Problem dzieci imigrantów przetrzymywanych w ośrodkach nagłośniono dzięki materiałom udostępnionym przez amerykańską Straż Graniczną oraz portal propublica.org. Na zdjęciach widać brudne, zapłakane dzieci, na nagraniu słychać szloch innych, oddzielonych od rodziców. Ogromną popularnością w amerykańskich mediach społecznościowych cieszy się ostatnio fotografia przedstawiająca płaczącą 2-latkę z Hondurasu, patrzącą na swoją matkę przeszukiwaną przez straż graniczną.
W odpowiedzi na medialną wrzawę (część gazet podała informację o dzieciach imigrantów przetrzymywanych w klatkach), Donald Trump postanowił zadziałać w formie prezydenckiego dekretu. Na jego mocy rodziny z dziećmi będą mogły od teraz przebywać razem ze swoimi dziećmi w tych samych centrach dla uchodźców. Sęk w tym, że może to naruszyć inne amerykańskie przepisy, mówiące o umieszczaniu dzieci w ośrodkach o jak najmniejszym rygorze. Chodzi o „Porozumienie Flores” z 1997 roku.
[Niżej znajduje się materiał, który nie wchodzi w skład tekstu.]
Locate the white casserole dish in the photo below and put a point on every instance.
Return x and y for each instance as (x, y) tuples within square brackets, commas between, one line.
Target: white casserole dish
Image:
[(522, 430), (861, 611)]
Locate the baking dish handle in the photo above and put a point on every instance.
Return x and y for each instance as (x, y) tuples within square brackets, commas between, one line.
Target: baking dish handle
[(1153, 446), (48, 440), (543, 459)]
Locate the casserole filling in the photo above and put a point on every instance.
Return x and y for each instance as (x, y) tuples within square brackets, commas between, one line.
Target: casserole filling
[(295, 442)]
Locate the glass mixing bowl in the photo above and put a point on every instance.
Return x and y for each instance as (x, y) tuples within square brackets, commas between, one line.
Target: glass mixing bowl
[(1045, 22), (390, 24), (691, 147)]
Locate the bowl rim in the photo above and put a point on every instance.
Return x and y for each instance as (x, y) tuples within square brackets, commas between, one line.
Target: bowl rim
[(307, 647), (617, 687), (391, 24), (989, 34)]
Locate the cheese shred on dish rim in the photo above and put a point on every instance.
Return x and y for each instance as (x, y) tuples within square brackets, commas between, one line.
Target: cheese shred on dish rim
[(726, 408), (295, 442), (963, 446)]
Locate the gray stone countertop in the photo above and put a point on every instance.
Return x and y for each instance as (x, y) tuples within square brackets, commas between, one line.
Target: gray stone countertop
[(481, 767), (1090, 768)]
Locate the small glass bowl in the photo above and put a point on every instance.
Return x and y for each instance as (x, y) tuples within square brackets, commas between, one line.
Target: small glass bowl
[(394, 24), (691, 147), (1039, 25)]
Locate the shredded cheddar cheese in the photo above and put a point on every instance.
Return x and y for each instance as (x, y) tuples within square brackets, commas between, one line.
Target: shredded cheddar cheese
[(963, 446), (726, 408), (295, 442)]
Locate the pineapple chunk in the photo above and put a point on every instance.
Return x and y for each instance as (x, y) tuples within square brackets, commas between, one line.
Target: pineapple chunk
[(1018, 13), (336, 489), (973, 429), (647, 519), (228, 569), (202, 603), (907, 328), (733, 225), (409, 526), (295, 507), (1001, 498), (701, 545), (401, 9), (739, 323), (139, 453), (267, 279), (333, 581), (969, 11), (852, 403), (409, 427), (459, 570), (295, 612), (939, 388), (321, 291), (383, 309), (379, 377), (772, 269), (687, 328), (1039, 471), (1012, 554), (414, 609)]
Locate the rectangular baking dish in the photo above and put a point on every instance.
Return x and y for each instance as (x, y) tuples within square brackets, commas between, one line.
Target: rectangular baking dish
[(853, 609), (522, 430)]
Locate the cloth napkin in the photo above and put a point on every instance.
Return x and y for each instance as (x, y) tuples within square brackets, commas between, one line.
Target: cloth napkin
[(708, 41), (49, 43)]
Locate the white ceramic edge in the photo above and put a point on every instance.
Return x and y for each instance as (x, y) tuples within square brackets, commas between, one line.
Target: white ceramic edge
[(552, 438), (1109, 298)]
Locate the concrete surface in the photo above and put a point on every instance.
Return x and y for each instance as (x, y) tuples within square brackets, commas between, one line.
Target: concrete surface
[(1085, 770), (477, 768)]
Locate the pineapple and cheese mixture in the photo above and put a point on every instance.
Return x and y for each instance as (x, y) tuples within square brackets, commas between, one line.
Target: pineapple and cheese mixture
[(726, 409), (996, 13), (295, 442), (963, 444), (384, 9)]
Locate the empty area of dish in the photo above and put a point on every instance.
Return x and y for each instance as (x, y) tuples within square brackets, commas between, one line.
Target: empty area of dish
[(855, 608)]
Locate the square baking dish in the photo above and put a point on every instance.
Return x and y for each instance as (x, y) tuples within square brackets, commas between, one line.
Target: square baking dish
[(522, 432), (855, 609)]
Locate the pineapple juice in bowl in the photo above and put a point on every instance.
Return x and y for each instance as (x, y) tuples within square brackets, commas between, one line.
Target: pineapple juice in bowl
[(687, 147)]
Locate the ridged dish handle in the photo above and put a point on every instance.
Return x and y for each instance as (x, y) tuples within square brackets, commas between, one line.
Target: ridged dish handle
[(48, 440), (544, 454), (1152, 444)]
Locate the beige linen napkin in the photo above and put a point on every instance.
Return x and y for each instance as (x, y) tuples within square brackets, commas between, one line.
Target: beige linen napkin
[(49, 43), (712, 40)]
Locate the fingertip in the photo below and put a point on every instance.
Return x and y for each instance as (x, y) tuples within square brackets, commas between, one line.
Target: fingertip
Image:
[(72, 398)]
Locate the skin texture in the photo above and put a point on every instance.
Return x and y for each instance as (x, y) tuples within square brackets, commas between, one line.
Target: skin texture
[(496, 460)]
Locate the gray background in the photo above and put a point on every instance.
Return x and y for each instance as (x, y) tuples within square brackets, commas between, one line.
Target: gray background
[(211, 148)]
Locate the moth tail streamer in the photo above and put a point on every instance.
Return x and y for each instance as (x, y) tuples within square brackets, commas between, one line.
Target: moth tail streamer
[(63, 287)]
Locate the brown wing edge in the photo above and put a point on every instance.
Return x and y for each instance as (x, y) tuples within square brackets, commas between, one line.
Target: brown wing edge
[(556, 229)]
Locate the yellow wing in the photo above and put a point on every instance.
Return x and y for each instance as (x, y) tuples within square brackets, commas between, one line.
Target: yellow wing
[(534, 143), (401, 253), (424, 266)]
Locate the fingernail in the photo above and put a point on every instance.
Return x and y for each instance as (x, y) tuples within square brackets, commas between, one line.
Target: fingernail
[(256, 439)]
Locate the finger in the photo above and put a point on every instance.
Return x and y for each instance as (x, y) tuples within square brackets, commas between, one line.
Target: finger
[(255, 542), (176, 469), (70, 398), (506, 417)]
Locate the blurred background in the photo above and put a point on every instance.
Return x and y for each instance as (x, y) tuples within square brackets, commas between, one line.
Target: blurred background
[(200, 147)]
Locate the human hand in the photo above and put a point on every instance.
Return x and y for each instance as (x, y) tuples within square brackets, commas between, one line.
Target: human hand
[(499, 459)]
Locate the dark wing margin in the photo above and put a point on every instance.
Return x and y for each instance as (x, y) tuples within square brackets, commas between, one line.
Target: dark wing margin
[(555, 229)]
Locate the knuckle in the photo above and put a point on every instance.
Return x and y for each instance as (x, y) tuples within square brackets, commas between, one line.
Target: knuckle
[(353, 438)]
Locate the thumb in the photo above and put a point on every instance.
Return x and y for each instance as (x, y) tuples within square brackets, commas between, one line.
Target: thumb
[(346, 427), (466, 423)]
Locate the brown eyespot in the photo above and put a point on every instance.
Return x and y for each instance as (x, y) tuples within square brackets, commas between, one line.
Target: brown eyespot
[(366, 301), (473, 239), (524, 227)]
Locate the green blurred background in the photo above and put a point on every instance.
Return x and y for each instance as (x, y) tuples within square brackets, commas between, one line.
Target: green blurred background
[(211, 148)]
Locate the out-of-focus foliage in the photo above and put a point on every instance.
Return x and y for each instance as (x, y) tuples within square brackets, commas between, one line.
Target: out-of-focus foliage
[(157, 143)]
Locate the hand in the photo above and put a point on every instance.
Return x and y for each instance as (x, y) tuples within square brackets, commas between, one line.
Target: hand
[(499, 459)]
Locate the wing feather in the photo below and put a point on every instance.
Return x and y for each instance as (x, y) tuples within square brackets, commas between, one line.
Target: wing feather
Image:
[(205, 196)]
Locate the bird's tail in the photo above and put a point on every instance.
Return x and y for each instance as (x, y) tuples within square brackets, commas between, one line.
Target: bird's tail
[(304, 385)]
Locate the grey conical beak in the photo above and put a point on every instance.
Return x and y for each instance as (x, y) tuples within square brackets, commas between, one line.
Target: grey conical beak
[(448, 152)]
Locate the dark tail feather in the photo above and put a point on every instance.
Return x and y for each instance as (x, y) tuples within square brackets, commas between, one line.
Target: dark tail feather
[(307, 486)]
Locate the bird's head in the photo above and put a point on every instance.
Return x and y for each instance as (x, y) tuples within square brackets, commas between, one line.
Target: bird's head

Podpisując dekret Donald Trump zapewniał, że nie zmienia on jego polityki „zero tolerancji” w stosunku do nielegalnych imigrantów. – Mamy polityczną odwagę do wprowadzenia tych zmian – mówił Trump, pytany o to, dlaczego tak długo zwlekał z rozwiązaniem problemu. Podkreślał, że tą kwestią nie zajmowano się od kilkudziesięciu lat.
Czytaj też:
Szokujące słowa Fondy o synu Trumpa. „Powinniśmy umieścić go w klatce z pedofilami”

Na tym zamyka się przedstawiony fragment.